Berikutnya BW menjelaskan tataran penyelidikan setiap kasus di KPK termasuk SKL BLBI. Dalam proses penyelidikan satu kasus, ujarnya, bisa saja diterbitkan surat perintah penghentian penyelidikan kalau memang tidak ada cukup bukti. Namun, BW memastikan bahwa kasus SKL BLBI tidak akan dihentikan. “Dan, bukan berarti tidak bisa berhenti. Jadi masih panjang,” ucapnya.
Terkait posisinya di KPK, BW menyerahkan sepenuhnya ke tiga pimpinan KPK. Menurut dia, Ketua KPK Abraham Samad tentu akan menyurati Presiden Joko Widodo (Jokowi) berkaitan dengan tanggapan KPK atas surat permohonan pemberhentian sementara yang disampaikannya.
Meski masih merasa sebagai pimpinan, BW mengaku sudah harus mulai tahu diri. Secara yuridis formil, BW masih bisa terlibat memutus kebijakan strategis KPK. “Cuma saya termasuk harus mulai mengurangi. Ekspose masih ikut. Votemasih bisa,” katanya. Ketua Gerakan Indonesia Bersih (GIB) Adhie M Massardi menilai, kriminalisasi yang saat ini dihadapi KPK punya hubungan kuat dengan penyelidikan SKL BLBI yang dulu diteken oleh Ketua Umum DPP PDPI Megawati Soekarnoputri.
Kejadian ini hampir sama saat Bibit Samad Rianto dan Chandra M Hamzah dikriminalisasi. Padahal, saat itu KPK sedang menangani kasus dugaan korupsi Bank Century. “Dugaan saya, ya mungkin memang ada kecenderungan bahwa penyelidikan SKL BLBI oleh KPK ini dikhawatirkan masuk ke Ibu Mega. Nah, bisa bayangkan kan kalau Mega dipanggil kemudian jadi tersangka. Indonesia akan heboh luar biasa,” ungkap Adhie.
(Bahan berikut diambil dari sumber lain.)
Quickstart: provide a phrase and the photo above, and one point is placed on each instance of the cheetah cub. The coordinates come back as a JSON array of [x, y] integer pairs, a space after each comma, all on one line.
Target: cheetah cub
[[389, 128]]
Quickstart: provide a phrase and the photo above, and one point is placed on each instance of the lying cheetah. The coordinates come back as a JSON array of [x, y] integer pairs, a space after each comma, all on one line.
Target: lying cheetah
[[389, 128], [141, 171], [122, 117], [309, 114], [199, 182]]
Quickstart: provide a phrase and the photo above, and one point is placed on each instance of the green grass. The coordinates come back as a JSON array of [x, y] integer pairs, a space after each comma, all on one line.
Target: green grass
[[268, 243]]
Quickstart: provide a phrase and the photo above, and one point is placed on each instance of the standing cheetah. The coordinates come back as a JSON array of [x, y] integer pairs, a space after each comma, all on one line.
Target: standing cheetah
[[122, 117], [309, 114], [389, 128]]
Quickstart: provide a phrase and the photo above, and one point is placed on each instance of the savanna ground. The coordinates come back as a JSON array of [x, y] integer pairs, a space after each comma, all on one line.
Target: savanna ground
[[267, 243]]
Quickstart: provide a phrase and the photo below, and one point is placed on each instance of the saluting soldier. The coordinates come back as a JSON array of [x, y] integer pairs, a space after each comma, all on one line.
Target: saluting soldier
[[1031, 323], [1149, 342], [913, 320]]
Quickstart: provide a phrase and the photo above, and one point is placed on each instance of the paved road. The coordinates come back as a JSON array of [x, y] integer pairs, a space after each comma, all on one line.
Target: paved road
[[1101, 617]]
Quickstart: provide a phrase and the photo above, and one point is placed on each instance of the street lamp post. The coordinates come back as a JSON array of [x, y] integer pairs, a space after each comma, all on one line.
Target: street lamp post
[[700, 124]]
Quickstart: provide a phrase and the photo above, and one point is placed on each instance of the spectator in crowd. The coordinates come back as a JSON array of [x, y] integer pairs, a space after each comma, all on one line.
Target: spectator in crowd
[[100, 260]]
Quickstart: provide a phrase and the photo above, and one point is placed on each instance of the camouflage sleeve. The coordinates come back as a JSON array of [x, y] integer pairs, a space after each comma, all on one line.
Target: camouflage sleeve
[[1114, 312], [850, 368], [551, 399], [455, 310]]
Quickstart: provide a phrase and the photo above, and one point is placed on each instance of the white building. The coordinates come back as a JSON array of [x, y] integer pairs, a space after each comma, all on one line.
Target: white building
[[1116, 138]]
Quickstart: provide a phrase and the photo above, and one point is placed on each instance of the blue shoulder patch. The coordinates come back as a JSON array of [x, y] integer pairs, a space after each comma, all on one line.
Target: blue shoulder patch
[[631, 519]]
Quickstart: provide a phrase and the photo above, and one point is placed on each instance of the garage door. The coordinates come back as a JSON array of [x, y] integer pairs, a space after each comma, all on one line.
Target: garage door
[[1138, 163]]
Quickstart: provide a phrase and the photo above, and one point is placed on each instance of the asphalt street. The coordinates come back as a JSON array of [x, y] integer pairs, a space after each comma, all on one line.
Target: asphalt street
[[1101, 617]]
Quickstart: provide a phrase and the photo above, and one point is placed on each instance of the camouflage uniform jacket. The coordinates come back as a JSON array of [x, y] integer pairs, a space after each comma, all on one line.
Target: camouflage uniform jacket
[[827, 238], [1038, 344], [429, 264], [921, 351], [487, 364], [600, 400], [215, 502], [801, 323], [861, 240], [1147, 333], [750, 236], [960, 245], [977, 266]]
Ketua Bidang Hukum, HAM, dan Advokasi DPP PDIP Trimedya Panjaitan mengapresiasi langkah KPK mendalami dan meneruskan penyelidikan kasus SKL BLBI. Secara eksplisit dia membenarkan SKL kepada sejumlah debitur pertama kali dikeluarkan pada era Presiden Megawati Soekarnoputri. Namun, Trimedya berharap KPK menangani kasus ini secara proporsional dan profesional sesuai koridor hukum.
“Itu semua kita serahkan kepada KPK. Kedua ya apa hasil eksposenya ya mereka (KPK) yang tahu. Saya yakin terhadap proses penegakan hukum yang dilakukan oleh KPK,” kata Trimedya. Anggota Komisi III DPR ini melanjutkan, PDIP secara institusi tidak pernah berkaitan dengan kejadian atau kisruh yang terjadi antara KPK-Polri. Dia memastikan PDIP juga tidak pernah berkeinginan dan berada di belakang upaya kriminalisasi pimpinan KPK.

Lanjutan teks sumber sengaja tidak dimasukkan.